European stock exchange_Borse Frankfurt
Traders are pictured at their desks in front of the DAX board at the Frankfurt stock exchange on March 3, 2014. Reuters

The euro fell the most in the past seven weeks against the dollar, after the European Central Bank, or ECB, signaled that it would ease monetary policy in June.

The euro weakened 0.7 percent to $1.374 while the local currency also fell from almost a 2.5-year high of just below $1.40 as Mario Draghi, ECB president, said that policymakers would be “comfortable” with further taking steps to support the euro-zone economy. Such a signal has made rival currencies more attractive.

“The ECB must take action for this to be a more sustained move lower [for euro-dollar]," Ian Gordon, FX strategist at Bank of America Merrill Lynch said, according to the Wall Street Journal, and added: "Otherwise the market will keep testing the ECB's willingness and resolve to deal with the low inflationary pressure."

German exports also fell 1.8 percent in the month, while imports declined 0.9% from February, Federal Statistics Office data showed, according to the Journal. The British pound fell 0.5 percent against the dollar, to $1.684.

“This is the last time that Draghi can maintain credibility with verbal intervention, and so it’s really time for them to deliver,” Mark McCormick, a macro strategist at Credit Agricole, said, according to Bloomberg, and added: “What’s been interesting, at least in the dollar framework, is U.S. rates have decoupled from economic data.”

The U.S. Labor Department reported that 288,000 jobs were created in April, making it the biggest increase since January 2012, while unemployment dropped to 6.3 percent, the lowest level since September 2008, Bloomberg reported.

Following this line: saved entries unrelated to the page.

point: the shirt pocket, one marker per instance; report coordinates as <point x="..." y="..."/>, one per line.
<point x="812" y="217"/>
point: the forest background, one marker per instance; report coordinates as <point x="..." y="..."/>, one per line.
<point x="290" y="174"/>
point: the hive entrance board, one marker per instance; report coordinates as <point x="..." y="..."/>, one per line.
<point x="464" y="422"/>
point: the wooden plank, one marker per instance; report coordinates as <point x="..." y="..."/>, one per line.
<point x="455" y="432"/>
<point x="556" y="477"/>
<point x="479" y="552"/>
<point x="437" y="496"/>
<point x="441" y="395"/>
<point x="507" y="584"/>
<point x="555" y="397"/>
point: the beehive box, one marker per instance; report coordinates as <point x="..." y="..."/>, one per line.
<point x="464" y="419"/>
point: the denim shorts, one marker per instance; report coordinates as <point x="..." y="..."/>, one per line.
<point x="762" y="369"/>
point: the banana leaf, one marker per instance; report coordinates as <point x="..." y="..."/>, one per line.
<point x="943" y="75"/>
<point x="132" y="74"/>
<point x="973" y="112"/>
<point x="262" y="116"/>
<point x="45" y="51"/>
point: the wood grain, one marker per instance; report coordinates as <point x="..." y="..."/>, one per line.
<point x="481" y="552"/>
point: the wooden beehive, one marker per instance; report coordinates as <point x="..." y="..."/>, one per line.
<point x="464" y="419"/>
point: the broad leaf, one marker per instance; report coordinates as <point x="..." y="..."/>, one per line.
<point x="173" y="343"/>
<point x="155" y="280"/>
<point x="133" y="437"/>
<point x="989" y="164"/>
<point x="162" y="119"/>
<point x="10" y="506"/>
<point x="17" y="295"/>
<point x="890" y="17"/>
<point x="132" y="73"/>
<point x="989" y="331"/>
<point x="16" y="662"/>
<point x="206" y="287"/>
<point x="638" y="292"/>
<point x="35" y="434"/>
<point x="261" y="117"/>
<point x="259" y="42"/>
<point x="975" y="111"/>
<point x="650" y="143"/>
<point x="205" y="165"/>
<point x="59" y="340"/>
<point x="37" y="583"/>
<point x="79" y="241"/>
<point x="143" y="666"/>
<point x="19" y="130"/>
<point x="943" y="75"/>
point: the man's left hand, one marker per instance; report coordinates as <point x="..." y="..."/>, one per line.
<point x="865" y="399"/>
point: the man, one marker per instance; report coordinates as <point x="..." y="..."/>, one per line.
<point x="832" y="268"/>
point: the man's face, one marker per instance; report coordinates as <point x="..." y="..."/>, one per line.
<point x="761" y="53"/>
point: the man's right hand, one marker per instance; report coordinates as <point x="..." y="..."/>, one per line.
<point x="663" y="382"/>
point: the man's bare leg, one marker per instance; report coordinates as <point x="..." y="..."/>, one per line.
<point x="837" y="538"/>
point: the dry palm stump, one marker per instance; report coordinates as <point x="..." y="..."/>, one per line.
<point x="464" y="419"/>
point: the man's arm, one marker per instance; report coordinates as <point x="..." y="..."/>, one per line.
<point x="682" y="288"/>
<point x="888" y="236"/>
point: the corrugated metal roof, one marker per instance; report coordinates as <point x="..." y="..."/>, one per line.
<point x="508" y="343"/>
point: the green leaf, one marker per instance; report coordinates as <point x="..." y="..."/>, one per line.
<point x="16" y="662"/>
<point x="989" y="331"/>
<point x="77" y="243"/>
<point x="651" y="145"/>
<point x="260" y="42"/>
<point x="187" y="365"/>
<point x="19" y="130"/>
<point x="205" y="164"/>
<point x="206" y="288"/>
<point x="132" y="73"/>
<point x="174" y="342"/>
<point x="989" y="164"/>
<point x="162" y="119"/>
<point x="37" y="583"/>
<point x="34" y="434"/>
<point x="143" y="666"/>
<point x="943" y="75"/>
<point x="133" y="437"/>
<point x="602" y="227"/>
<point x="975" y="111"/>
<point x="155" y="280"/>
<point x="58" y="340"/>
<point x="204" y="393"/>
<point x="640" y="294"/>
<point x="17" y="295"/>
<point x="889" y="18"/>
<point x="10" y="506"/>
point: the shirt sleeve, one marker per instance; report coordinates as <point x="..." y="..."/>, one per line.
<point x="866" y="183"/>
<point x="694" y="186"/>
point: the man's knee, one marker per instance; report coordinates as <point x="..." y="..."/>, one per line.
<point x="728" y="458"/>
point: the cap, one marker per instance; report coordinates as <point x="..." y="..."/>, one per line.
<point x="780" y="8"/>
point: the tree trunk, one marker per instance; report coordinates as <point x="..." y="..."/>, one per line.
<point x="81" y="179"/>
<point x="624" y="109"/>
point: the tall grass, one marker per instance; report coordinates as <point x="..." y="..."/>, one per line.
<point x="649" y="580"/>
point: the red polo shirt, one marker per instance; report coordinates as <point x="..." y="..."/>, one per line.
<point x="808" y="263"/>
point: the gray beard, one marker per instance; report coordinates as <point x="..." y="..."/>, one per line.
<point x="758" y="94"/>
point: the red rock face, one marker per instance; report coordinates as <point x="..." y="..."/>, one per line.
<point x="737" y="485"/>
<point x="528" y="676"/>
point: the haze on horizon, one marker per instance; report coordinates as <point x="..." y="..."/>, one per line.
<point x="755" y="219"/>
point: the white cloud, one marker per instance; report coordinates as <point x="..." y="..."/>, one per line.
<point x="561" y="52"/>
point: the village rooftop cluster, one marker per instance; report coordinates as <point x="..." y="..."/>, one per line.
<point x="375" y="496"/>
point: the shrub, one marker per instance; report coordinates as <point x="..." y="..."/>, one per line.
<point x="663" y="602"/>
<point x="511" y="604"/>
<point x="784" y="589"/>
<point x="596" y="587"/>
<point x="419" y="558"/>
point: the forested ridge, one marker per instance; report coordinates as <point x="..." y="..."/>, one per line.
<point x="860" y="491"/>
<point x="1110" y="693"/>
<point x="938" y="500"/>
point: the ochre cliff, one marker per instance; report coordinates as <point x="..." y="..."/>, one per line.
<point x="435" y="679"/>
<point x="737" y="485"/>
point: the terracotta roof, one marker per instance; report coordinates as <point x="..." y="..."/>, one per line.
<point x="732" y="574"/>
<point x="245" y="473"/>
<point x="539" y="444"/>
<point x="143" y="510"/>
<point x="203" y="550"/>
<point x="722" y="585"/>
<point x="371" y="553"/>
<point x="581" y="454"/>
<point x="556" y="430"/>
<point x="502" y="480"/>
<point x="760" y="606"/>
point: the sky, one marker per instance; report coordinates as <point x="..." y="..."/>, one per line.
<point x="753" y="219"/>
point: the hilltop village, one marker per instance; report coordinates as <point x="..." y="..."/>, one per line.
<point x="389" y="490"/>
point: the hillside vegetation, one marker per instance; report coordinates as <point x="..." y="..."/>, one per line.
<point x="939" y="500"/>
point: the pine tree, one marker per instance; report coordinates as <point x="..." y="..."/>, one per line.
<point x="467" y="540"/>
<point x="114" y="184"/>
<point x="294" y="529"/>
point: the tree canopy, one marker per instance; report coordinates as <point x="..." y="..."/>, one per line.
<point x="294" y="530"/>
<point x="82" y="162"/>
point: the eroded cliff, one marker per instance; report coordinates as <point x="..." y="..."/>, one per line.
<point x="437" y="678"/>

“I have some sympathy for the view that the Fed is making a mistake about how much slack there is in the labor market,” Steven Englander, managing director and global head of Group of 10 FX Strategy at Citigroup in New York, said, according to Bloomberg, and added: “But you have to admit that the Fed seems utterly convinced that that slack is there, so until you find something that that refutes their view, I don’t think investors are going to be fighting that fight.”